Spring streamflows throughout the state of Tennessee are some of the lowest on record, according to U.S. Geological Survey streamgages, which measure water levels, streamflow and rainfall throughout the state.
Though rainfall during the 2011-2012 winter months was recorded at near normal levels across much of Tennessee, there has been a marked decrease in precipitation since early to mid-March, leading to lower streamgage readings during the month of May.
“One of the great values of the USGS's long-term stream-monitoring programs is our ability to place the current situation within its historical context, and thus help citizens understand what the water situation might mean for communities and wildlife," said USGS Director Marcia McNutt. "At the same time, the USGS has moved forward to develop new tools to deliver up-to-date water information to interested members of the public in useful formats on their mobile devices."
To provide a snapshot of current water conditions throughout the state, USGS scientists assessed readings from 36 gauges on Tennessee’s recreational and commercial rivers, all of which have more than 40 years of continued measurement. More than half of these gauges recorded near record low flows for the month of May. Scientists identified four gauges recording the lowest average May streamflow on record and 16 gauges with near record low readings.

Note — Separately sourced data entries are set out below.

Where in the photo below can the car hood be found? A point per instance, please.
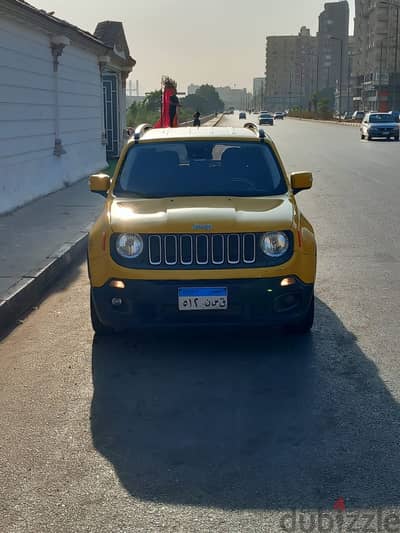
(383, 126)
(214, 214)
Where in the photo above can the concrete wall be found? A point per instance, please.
(28, 167)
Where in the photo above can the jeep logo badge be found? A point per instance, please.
(202, 227)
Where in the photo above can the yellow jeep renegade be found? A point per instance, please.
(201, 226)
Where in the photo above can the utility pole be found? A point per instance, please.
(378, 100)
(341, 73)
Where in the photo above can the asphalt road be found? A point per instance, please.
(222, 432)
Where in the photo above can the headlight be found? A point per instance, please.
(129, 245)
(274, 244)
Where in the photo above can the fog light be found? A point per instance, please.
(117, 284)
(286, 282)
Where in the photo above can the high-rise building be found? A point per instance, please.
(376, 78)
(237, 98)
(290, 72)
(258, 93)
(333, 42)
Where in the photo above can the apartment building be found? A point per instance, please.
(258, 93)
(290, 70)
(375, 71)
(333, 47)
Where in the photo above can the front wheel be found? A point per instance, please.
(304, 325)
(98, 327)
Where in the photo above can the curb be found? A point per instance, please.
(332, 122)
(29, 290)
(218, 120)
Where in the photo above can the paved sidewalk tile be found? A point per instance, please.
(33, 234)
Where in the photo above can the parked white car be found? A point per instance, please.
(379, 125)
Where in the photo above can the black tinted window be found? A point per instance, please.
(199, 168)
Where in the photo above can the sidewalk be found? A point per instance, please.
(40, 241)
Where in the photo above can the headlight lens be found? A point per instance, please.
(274, 244)
(129, 245)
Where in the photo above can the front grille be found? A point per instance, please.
(201, 250)
(181, 251)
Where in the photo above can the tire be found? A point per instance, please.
(98, 327)
(303, 326)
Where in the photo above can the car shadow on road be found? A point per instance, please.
(245, 421)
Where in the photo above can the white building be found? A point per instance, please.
(62, 101)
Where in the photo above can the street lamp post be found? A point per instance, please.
(340, 74)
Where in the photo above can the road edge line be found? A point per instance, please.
(29, 291)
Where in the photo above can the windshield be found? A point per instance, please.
(200, 168)
(381, 118)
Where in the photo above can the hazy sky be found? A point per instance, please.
(195, 41)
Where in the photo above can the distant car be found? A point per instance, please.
(395, 115)
(379, 125)
(266, 118)
(358, 115)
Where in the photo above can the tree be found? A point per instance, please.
(210, 95)
(205, 100)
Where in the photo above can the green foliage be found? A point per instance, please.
(146, 111)
(206, 100)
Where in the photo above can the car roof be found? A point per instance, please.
(203, 133)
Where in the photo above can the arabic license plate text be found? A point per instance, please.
(202, 299)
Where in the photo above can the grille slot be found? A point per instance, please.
(201, 250)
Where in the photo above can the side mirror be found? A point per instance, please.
(100, 183)
(300, 181)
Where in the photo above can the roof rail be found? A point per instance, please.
(255, 129)
(140, 131)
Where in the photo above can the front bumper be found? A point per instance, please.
(254, 302)
(383, 133)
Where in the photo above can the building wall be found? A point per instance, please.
(28, 167)
(333, 22)
(290, 70)
(376, 77)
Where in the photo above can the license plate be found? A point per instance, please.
(202, 299)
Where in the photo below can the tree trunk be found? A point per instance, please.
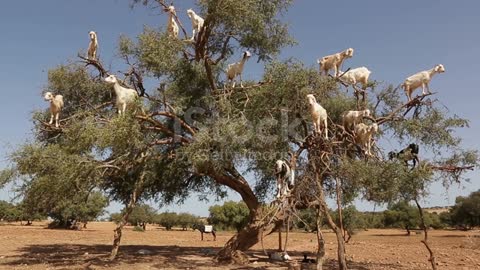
(320, 241)
(342, 262)
(425, 239)
(252, 232)
(117, 233)
(246, 238)
(339, 205)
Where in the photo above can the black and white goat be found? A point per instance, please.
(285, 177)
(407, 154)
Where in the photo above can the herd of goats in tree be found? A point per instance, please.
(352, 121)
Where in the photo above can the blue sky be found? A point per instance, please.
(394, 39)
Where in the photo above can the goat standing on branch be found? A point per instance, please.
(407, 154)
(364, 136)
(285, 177)
(422, 79)
(124, 95)
(205, 229)
(236, 69)
(334, 61)
(197, 22)
(351, 118)
(172, 26)
(56, 105)
(92, 46)
(319, 116)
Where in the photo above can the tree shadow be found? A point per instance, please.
(329, 264)
(161, 257)
(98, 255)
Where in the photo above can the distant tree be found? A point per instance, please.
(9, 212)
(115, 217)
(141, 215)
(186, 220)
(446, 218)
(168, 220)
(193, 136)
(466, 211)
(230, 215)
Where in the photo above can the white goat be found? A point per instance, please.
(364, 136)
(236, 69)
(422, 79)
(319, 115)
(351, 118)
(334, 61)
(356, 75)
(172, 26)
(124, 95)
(285, 177)
(92, 46)
(197, 22)
(56, 105)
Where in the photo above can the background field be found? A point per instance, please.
(33, 247)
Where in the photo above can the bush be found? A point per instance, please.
(138, 229)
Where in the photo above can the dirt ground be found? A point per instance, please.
(34, 247)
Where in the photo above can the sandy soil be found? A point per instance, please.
(34, 247)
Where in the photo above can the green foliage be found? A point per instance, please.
(138, 229)
(9, 212)
(307, 220)
(189, 136)
(168, 220)
(230, 215)
(67, 211)
(141, 215)
(466, 211)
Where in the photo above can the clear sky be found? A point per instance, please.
(394, 39)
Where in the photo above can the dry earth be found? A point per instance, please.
(34, 247)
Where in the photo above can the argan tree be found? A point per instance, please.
(189, 133)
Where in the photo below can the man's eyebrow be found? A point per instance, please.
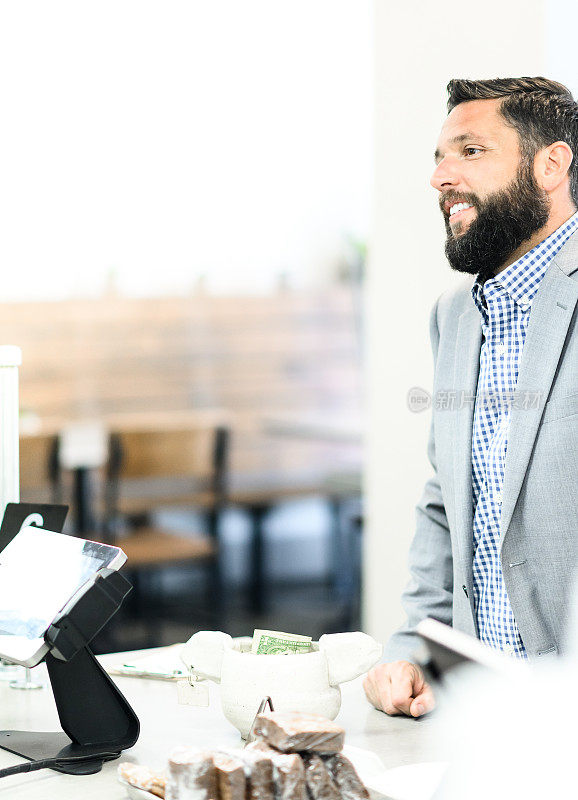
(462, 137)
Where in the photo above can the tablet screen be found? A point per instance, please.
(39, 572)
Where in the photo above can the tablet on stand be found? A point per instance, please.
(56, 593)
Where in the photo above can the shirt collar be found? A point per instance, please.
(521, 280)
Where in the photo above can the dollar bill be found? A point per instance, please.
(279, 643)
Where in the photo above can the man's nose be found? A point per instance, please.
(444, 175)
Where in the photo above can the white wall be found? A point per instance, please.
(419, 46)
(168, 142)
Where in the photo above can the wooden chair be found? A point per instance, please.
(39, 472)
(149, 470)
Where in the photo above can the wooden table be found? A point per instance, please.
(164, 724)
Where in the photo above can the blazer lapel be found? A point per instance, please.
(552, 310)
(466, 369)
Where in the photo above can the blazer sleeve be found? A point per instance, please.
(429, 592)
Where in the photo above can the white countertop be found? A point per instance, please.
(165, 724)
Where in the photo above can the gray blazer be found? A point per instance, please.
(539, 521)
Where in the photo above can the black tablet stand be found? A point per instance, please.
(96, 718)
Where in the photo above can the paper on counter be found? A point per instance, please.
(411, 782)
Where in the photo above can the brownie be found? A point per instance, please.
(295, 732)
(259, 772)
(192, 775)
(231, 777)
(319, 782)
(143, 778)
(288, 772)
(346, 778)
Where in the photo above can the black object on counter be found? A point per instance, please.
(97, 720)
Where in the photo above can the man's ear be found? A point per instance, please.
(552, 165)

“These record low streamflows are likely attributable to decreased rainfall in the springtime, combined with warmer spring temperatures and an earlier start to growing season, which reduces the amount of available water in streams,” said Rodney Knight, a hydrologist with the USGS Tennessee Water Science Center. “Although at this point, the data for May 2012 are still preliminary.”
Decreased streamflows are most prominent in central Tennessee along the Duck, Collins, Elk, Obey, and Sequatchie rivers. Streamflow along the Elk River is the lowest in 47 years, resulting in almost a five foot deficit at Tim’s Ford Reservoir.
Average May streamflow recorded at the Duck River below Manchester, Tn., was the third lowest reading in 63 years of measurement at this site. Statewide or regional droughts in 1941 and 1981 were responsible for the first and second lowest readings recorded at this site.
“Abnormally low spring rainfall this year in the Duck River region kept Normandy Reservoir from reaching summer operating levels, creating an alert to monitor stream flows and run-off more closely,” said Doug Murphy, executive director for the Duck River Agency. “Real-time streamflow data from the USGS, combined with reservoir information from the Tennessee Valley Authority help the multi-agency Drought Management Task Force to make decisions quickly and accurately.”
Warmer temperatures and dryness are expected to continue statewide, but a transition to an El Nino weather pattern sometime in the second half of this year may bring some needed rainfall late this summer and into the fall, according James LaRosa, meteorologist with the National Weather Service in Nashville.
Real-time streamflow data from 131 USGS monitored streamgages throughout Tennessee are used for flood and drought preparedness tools such as USGS WaterAlert and StreaMail. These tools allow anyone to access information about local streams and rivers via text and email. With these tools, emergency managers, resource managers and the public can stay informed about local conditions.
The USGS is the nation’s primary provider of flow and water level information for our nation’s waterways. For more than 125 years, the USGS has monitored selected streams and rivers with about 7,700 streamgaging sites across the nation.